Text Processing Basics

Buglish · February 11, 2013, 10:30pm

Hi,

I am new to Knime and found the tutorial for text processing but the action blocks being refered to is not in my version of Knime.

Would one have to import the relevant library or is the document just refering to older modules that has been renamed?

Regards,

Bug

kilian.thiel · February 12, 2013, 11:23am

Hi Bug,

which tutorial do you mean? Is it from the text processing website? If it is not from the website it may be that it is an older tutorial. To run the examples from the website, of course the required plugins need to be installed. Which modules are missing / can not be found in particular?

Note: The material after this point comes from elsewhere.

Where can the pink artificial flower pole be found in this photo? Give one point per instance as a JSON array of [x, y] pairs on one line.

If you want to start with KNIME text mining i recommend to download the newest version of KNIME and install the newest version of the plugins you want / need. To get a quick start the example workflows, available on the website (http://tech.knime.org/knime-text-processing-0) may help you. Additionally there is a documentation available. If you are willing to read a bit more, i also recommend the introduction report: http://tech.knime.org/files/knime_text_processing_introduction_technical_report_120515.pdf

Cheers, Kilian

Buglish · February 13, 2013, 10:38pm

Hi again,

The correct function block were avilable on the latest version after updating all the expansions.

The Document grabber wants a folder thats empty so how do you get data intput into the first item?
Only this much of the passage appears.